Prove that the Laplace's equation $\Delta u=0$ is rotation invariant on ${\bf R}^n$.
I know this is a very basic question, but I am not very sure for some steps. I wrote down my working for this problem in detail as possible as I can.
My attempt :
Fix an $n\times n $ orthogonal matrix $O=(a_{ij})$ with real entries , we try to show that $\Delta\big(u(O\cdot x)\big)=0$
Define $v(x)=u(O\cdot x)$.
Let $\xi=O\cdot x$ , then for all $j=1,2,...,$ one has $\xi_{j}=a_{j1}x_{1}+a_{j2}x_{2}+\cdots+a_{jn}x_{n}=\displaystyle\sum_{i=1}^{n}a_{ji}x_{i}$ Thus for each $i=1,2,...,$ we have $$\frac{\partial v}{\partial x_{i}}=\sum_{j=1}^{n}\frac{\partial u}{\partial \xi_{j}}\frac{\partial \xi_{j}}{\partial x_{i}}=\sum_{j=1}^{n}\frac{\partial u}{\partial \xi_{j}}a_{ji}$$ Therefore, for all $i=1,2,...,n$ , we obtain $$\frac{\partial^{2} v}{\partial x_{i}^{2}}=\sum_{j=1}^{n}\sum_{l=1}^{n}\frac{\partial^{2}u}{\partial \xi_{j}\partial\xi_{l}}\frac{\partial \xi_{l}}{\partial x_{i}}a_{ji}=\sum_{j=1}^{n}\sum_{l=1}^{n}\frac{\partial^{2}u}{\partial \xi_{j}\partial\xi_{l}}a_{li}a_{ji}$$
Hence, we have \begin{align} \Delta v&=\sum_{i=1}^{n}\sum_{j=1}^{n}\sum_{l=1}^{n}\frac{\partial^{2}u}{\partial \xi_{j}\partial\xi_{l}}a_{li}a_{ji}\\ &=\sum_{j=1}^{n}\sum_{l=1}^{n}\frac{\partial^{2}u}{\partial \xi_{j}\partial\xi_{l}}\sum_{i=1}^{n}a_{li}a_{ji}\\ &=\sum_{j=1}^{n}\sum_{l=1}^{n}\frac{\partial^{2}u}{\partial \xi_{j}\partial\xi_{l}}\sum_{i=1}^{n}O_{li}(O^{T})_{ij}\\ &=\sum_{j=1}^{n}\sum_{l=1}^{n}\frac{\partial^{2}u}{\partial \xi_{j}\partial\xi_{l}}(OO^{T})_{lj}\\ &=\sum_{j=1}^{n}\sum_{l=1}^{n}\frac{\partial^{2}u}{\partial \xi_{j}\partial\xi_{l}}I_{lj}\\ &=\sum_{j=1}^{n}\sum_{l=1}^{n}\frac{\partial^{2}u}{\partial \xi_{j}\partial\xi_{l}}\delta_{lj}\\ &=\sum_{l=1}^{n}\frac{\partial^{2} u}{\partial \xi_{l}^{2}}\\ &=0 \end{align}
where $I$ is a $n\times n$ identity matrix and $\delta_{lj}=1$ as $l=j$ , $\delta_{lj}=0$ as $l\ne j$
Can anyone check my attempt for validity?

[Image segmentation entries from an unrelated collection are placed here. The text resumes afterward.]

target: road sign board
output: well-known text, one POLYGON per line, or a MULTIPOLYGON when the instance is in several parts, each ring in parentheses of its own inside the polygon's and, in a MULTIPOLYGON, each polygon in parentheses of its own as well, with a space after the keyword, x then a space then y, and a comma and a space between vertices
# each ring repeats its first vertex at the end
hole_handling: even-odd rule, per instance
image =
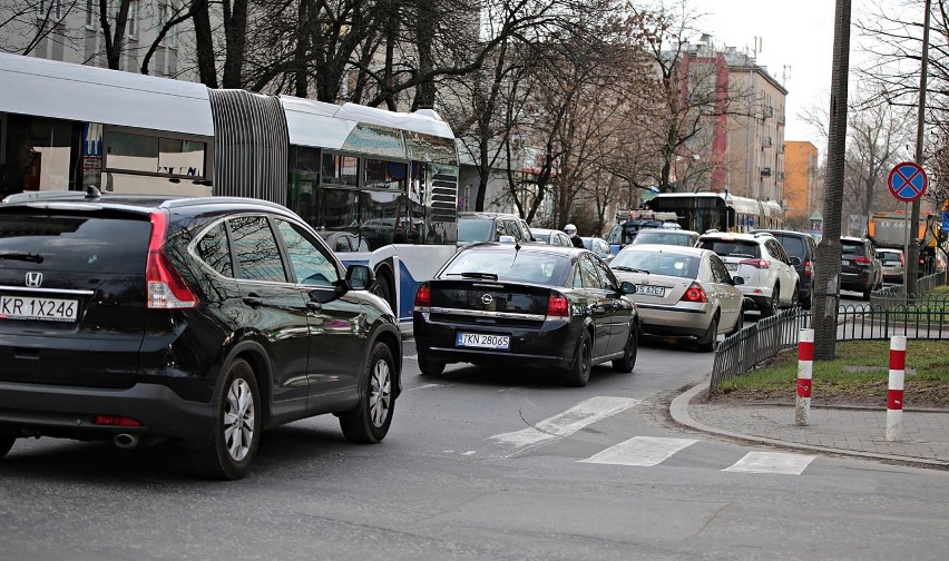
POLYGON ((922 197, 929 186, 929 178, 922 167, 914 161, 897 164, 887 179, 890 194, 903 203, 912 203, 922 197))

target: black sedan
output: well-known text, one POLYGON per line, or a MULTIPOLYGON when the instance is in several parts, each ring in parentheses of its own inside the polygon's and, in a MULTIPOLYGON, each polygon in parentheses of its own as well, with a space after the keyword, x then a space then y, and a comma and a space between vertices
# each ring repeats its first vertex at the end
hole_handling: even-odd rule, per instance
POLYGON ((415 295, 413 328, 422 374, 447 363, 536 366, 585 386, 594 364, 636 363, 639 318, 591 252, 550 245, 474 244, 415 295))

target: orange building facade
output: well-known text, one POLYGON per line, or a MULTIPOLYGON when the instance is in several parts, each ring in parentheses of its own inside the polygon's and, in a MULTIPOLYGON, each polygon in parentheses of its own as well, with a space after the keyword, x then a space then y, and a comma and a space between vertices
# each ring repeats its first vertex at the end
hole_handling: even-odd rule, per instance
POLYGON ((821 209, 818 200, 818 148, 806 140, 784 142, 784 213, 810 216, 821 209))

You should really use mutlidimensional calculus: Note that $\Delta u = \mathrm{trace}(\mathrm{Hess} \, u)$. Now we define $v(x) = u(Ux)$ for some orthogonal matrix $U \in O(n)$. Then, (using row vectors for $v,u$) $$D_xv = (D_{Ux} v) U = (D_x u) U$$ (if we were to use column vectors, one will obtain $D_x v=U^T (D_x u)$)

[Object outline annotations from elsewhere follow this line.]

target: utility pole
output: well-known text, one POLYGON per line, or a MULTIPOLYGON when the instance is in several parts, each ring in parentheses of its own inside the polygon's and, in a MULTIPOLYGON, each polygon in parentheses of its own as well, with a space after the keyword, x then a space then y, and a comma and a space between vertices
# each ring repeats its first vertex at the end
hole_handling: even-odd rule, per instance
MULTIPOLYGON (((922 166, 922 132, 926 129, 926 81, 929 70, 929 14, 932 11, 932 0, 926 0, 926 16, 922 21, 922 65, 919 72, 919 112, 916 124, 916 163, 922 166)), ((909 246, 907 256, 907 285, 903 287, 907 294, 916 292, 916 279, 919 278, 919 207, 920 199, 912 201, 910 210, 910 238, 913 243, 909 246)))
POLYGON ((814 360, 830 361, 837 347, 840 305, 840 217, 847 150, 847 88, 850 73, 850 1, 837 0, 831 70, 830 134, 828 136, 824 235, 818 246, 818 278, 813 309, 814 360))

and furthermore $$\mathrm{Hess}_x v = U^T \left(\mathrm{Hess}_{Ux} v \,\right) U = U^T \left(\mathrm{Hess}_{x} u \,\right) U.$$ Since the trace is cyclical, we get $\Delta v =\mathrm{trace} \left( \mathrm{Hess}_x \, v\right) = \mathrm{trace} \left(\mathrm{Hess}_{x} u \,\right) = \Delta u =0.$
However, your argument is fine and verify also the above-mentioned formulas implicitly.